Wednesday, October 14th, 2009
Example MATLAB Code Testing SSIM and CW-SSIM
While learning about structural image quality techniques, I implemented some test code to experiment a bit. Since I didn’t have the MATLAB image processing toolbox conveniently available, I shell out (call external command line programs) to some Imagemagick functions a bit, so watch out for that.
See my test code for the complex wavelet domain structural similarity metric (CW-SSIM). Note that I’m also using Eero Simoncelli’s steerable pyramid tools.
/image processing 〆
permalink
Tuesday, April 24th, 2007
CAPIDD
Check out my good friend Steve Hoelzer’s Master’s thesis on reducing blocking artifacts in DCT-coded images (like highly-compressed JPEGs). I enjoyed the clear and concise executive summary.
/image processing 〆
permalink
Friday, November 10th, 2006
Useful Free Software for Video Playback and Format Conversion on Windows
If you ever find yourself needing to do video playback and format conversion with a wide variety of video formats on Windows, I have a few key free pieces of software to recommend:
- VirtualDub: a video capture and processing tool that can very quickly read, manipulate, and write AVI files in many formats (VirtualDubMod, a spinoff, handles even more formats) (Wikipedia description)
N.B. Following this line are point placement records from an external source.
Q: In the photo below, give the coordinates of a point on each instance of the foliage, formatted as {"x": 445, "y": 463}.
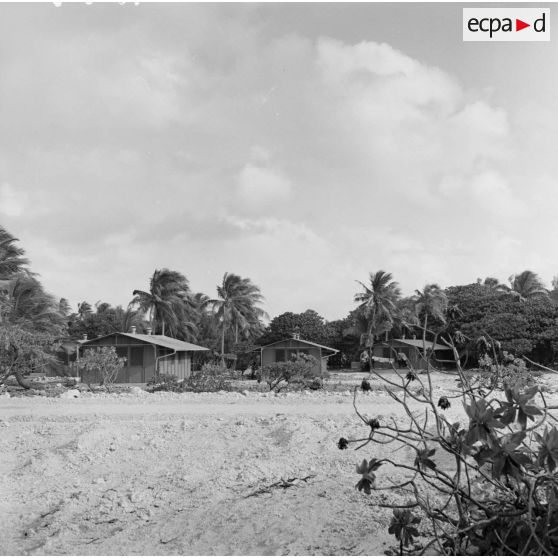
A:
{"x": 524, "y": 327}
{"x": 103, "y": 361}
{"x": 378, "y": 303}
{"x": 510, "y": 371}
{"x": 23, "y": 351}
{"x": 211, "y": 378}
{"x": 237, "y": 309}
{"x": 12, "y": 257}
{"x": 105, "y": 320}
{"x": 169, "y": 304}
{"x": 527, "y": 284}
{"x": 310, "y": 325}
{"x": 499, "y": 497}
{"x": 297, "y": 371}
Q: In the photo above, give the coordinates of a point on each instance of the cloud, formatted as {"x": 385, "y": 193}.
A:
{"x": 261, "y": 187}
{"x": 12, "y": 203}
{"x": 193, "y": 136}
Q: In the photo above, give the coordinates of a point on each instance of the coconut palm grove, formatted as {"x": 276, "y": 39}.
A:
{"x": 521, "y": 314}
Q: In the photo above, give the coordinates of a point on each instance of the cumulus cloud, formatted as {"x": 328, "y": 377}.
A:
{"x": 260, "y": 187}
{"x": 191, "y": 136}
{"x": 12, "y": 203}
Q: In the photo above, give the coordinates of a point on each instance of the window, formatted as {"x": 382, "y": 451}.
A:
{"x": 136, "y": 356}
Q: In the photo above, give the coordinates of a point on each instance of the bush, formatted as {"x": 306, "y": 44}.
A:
{"x": 298, "y": 372}
{"x": 500, "y": 496}
{"x": 210, "y": 378}
{"x": 510, "y": 371}
{"x": 104, "y": 362}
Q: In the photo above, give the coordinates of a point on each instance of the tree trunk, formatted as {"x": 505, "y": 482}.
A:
{"x": 424, "y": 343}
{"x": 223, "y": 344}
{"x": 21, "y": 380}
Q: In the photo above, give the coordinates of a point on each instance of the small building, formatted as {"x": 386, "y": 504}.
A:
{"x": 391, "y": 352}
{"x": 145, "y": 354}
{"x": 282, "y": 351}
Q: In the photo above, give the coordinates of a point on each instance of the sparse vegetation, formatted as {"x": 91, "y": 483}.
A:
{"x": 104, "y": 365}
{"x": 487, "y": 486}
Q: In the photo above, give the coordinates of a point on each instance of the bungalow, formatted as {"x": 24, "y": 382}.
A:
{"x": 145, "y": 354}
{"x": 282, "y": 351}
{"x": 389, "y": 352}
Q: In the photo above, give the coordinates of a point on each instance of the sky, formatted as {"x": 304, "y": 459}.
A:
{"x": 300, "y": 145}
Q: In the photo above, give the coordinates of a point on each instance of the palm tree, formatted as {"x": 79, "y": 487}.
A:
{"x": 237, "y": 307}
{"x": 126, "y": 319}
{"x": 378, "y": 305}
{"x": 527, "y": 284}
{"x": 12, "y": 258}
{"x": 84, "y": 309}
{"x": 32, "y": 308}
{"x": 168, "y": 302}
{"x": 430, "y": 302}
{"x": 494, "y": 284}
{"x": 64, "y": 307}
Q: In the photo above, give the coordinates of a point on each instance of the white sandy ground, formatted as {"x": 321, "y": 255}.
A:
{"x": 168, "y": 474}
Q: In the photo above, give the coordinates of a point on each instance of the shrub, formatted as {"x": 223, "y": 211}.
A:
{"x": 297, "y": 371}
{"x": 104, "y": 362}
{"x": 509, "y": 371}
{"x": 210, "y": 378}
{"x": 501, "y": 496}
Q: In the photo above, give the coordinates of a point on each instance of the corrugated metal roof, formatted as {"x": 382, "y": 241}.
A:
{"x": 301, "y": 341}
{"x": 159, "y": 340}
{"x": 419, "y": 343}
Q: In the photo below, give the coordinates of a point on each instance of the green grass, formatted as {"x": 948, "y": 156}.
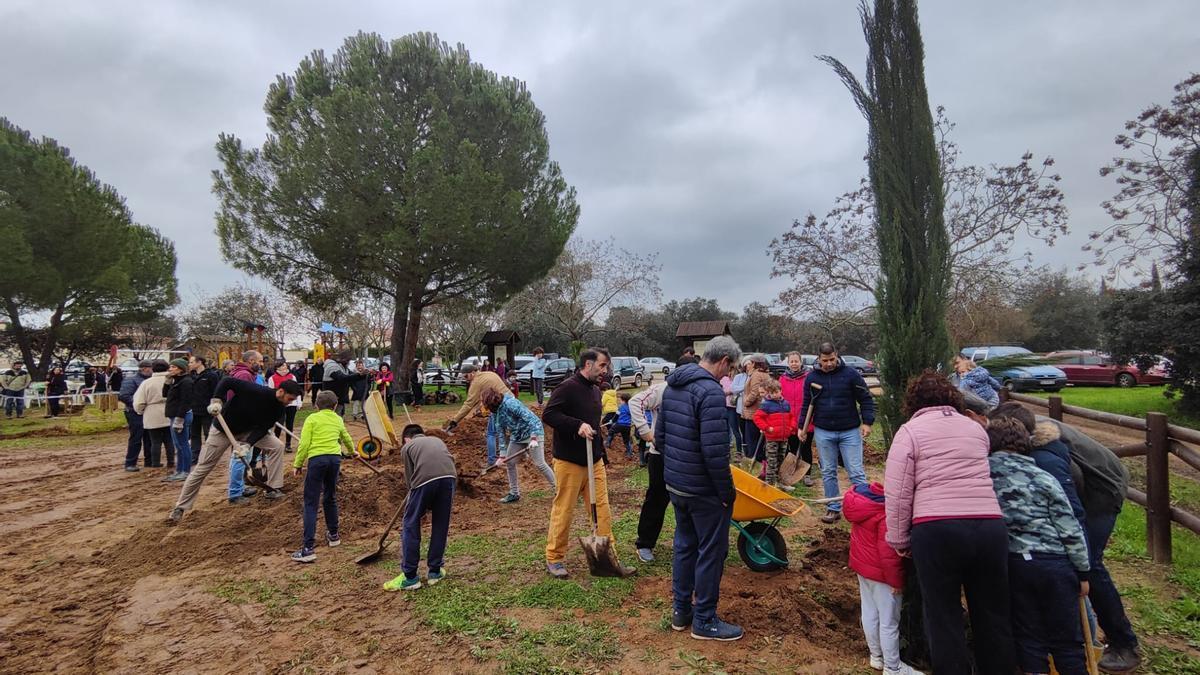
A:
{"x": 1134, "y": 401}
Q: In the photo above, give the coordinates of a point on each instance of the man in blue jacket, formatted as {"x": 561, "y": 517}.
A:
{"x": 843, "y": 413}
{"x": 694, "y": 438}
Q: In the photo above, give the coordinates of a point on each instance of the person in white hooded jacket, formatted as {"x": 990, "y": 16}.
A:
{"x": 654, "y": 506}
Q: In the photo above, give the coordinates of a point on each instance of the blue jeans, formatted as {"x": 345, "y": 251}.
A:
{"x": 1104, "y": 596}
{"x": 138, "y": 438}
{"x": 701, "y": 543}
{"x": 183, "y": 448}
{"x": 321, "y": 478}
{"x": 735, "y": 426}
{"x": 436, "y": 497}
{"x": 237, "y": 476}
{"x": 849, "y": 444}
{"x": 13, "y": 400}
{"x": 1045, "y": 613}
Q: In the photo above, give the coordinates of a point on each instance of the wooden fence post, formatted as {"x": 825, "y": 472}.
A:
{"x": 1055, "y": 408}
{"x": 1158, "y": 496}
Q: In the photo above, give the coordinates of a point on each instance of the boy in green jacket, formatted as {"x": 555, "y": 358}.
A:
{"x": 321, "y": 442}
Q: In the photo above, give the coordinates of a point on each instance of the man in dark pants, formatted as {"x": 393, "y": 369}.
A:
{"x": 139, "y": 441}
{"x": 654, "y": 506}
{"x": 694, "y": 438}
{"x": 204, "y": 382}
{"x": 431, "y": 475}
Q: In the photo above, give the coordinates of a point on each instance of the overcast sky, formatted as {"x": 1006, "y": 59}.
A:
{"x": 695, "y": 132}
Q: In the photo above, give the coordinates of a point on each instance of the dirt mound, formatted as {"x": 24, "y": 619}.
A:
{"x": 817, "y": 601}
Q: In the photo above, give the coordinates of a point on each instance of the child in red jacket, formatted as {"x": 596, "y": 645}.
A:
{"x": 774, "y": 419}
{"x": 880, "y": 577}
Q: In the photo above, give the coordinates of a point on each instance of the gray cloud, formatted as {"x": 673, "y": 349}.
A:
{"x": 699, "y": 132}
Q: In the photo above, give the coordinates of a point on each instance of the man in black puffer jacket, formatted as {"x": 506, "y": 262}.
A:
{"x": 694, "y": 438}
{"x": 843, "y": 412}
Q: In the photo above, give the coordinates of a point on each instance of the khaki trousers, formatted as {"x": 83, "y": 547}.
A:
{"x": 573, "y": 484}
{"x": 214, "y": 452}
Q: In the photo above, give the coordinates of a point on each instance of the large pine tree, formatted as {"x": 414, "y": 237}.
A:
{"x": 905, "y": 177}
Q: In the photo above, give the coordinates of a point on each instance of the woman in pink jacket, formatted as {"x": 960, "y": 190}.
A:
{"x": 942, "y": 511}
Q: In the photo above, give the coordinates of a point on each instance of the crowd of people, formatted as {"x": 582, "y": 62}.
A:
{"x": 978, "y": 500}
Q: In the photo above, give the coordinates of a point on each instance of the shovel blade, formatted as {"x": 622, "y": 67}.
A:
{"x": 601, "y": 557}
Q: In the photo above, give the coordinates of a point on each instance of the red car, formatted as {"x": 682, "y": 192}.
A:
{"x": 1091, "y": 368}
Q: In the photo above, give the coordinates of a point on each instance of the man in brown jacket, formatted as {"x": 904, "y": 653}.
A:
{"x": 477, "y": 383}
- VirtualDub filters: the other great thing about VirtualDub is that there are many plugin filters available that implement a variety of video/image processing algorithms
- ffdshow: a codec (decoder and encoder) package that installs as a native Windows DirectShow filter, enabling playback of many modern video formats in Windows Media Player
- Auto Gordian Knot: a tool for converting DVD video content into XviD or DivX or x264 MPEG4 video
- MediaInfo: reveals the codecs used for video and audio contents within a video file
/image processing 〆
permalink
Friday, April 14th, 2006
Face Time
Creating passionate users is becoming one of my favorite websites. Yesterdays post on why face-to-face matters notes how video chat is very close to face time but lacks in the eye contact department:
Video chat is better than any other form of non face-to-face, because you get facial expressions, tone of voice, body language, AND real-time responsiveness. But—he said there’s still a very unsettling feature for the brain because there’s really no way for BOTH speakers to make eye contact! … there’s no way to have the camera right in your face, in a place where you can still look into the other person’s eyes. Bottom line: You can see the camera or the person’s eyes… but not both.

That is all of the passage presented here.